In designing correlated waveforms, conventional MIMO radar techniques utilize highly complex iterative algorithms that make them difficult to implement. In response to this challenge, KAUST researcher Taha Bouchoucha developed a new computation scheme to derive a new algorithm that improves the process of designing these MIMO waveforms to achieve the desired beam pattern.
“MIMO radar uses several transmitting and receiving antennas at the same time, where the user can choose a different transmitted signal for each antenna,” said Bouchoucha, who performed the project with researcher Sajid Ahmed, supervised by Mohamed-Slim Alouini, Professor, Electrical Engineering, and Associate Dean, Computer, Electrical and Mathematical Science and Engineering Division, as well as Tareq Al-Naffouri, Associate Professor, Electrical Engineering, at KAUST.
“Our work was on the transmitter side, developing a simple way of constructing the transmitted waveforms to steer the signal to a specific region in space,” he added.
The researchers explained in their article published in IEEE Transactions on Signal Processing that, first, they used a low-complexity discrete Fourier transform-based, closed-form covariance matrix design technique. The matrix was then used to derive a novel closed-form algorithm to directly design the finite-alphabet constant-envelope waveforms for the desired beam pattern for large antenna arrays.

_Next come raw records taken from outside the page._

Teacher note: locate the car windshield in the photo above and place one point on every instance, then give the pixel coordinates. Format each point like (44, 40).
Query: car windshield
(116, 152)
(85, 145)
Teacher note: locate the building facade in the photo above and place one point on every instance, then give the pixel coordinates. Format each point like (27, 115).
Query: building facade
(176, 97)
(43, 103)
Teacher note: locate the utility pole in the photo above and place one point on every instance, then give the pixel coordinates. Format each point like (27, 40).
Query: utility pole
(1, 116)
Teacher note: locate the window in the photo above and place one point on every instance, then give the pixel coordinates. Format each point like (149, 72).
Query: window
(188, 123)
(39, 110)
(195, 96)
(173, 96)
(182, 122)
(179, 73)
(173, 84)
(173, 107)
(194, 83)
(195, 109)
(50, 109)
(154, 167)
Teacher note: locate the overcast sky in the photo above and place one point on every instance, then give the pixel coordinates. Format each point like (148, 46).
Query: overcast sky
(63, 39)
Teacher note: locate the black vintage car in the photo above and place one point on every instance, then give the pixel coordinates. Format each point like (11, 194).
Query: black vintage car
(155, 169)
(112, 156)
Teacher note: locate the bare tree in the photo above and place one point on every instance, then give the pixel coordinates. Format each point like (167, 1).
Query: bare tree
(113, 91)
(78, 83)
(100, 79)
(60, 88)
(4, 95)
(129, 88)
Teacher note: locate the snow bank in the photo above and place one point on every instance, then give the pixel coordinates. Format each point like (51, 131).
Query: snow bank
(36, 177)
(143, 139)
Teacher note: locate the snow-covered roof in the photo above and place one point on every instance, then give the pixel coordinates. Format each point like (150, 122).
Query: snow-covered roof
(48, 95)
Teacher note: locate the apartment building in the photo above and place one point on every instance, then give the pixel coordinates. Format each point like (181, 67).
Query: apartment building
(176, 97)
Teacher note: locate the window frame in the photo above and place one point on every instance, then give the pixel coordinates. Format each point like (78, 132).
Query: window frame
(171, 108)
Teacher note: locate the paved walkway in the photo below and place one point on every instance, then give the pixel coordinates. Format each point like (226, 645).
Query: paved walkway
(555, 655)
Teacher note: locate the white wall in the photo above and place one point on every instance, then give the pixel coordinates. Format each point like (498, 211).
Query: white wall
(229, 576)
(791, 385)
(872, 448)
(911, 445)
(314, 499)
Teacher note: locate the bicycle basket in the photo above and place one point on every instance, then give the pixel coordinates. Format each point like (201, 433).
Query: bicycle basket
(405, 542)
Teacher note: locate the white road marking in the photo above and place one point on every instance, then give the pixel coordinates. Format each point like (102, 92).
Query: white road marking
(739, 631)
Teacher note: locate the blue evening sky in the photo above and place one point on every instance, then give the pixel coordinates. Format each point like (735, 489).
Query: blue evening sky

“We took advantage of a mathematical framework called the two-dimensional Fourier transform combined with fast and efficient algorithms to generate the Fourier transform parameters,” said Bouchoucha, who is now a doctoral researcher at the University of California Davis. “Waveform generation using our approach is inexpensive and practical, and it gives complete flexibility and freedom to focus the transmitted signal in a specific region in space.”
The KAUST team has filed its latest contribution to MIMO technology with the United States Patent and Trademark Office. Related, another group of KAUST researchers, led by Alouini and David Keyes, announced in March a new algorithm — called spherical decoding — for massive MIMO antennas that could make next-generation 5G network signal transmission more efficient.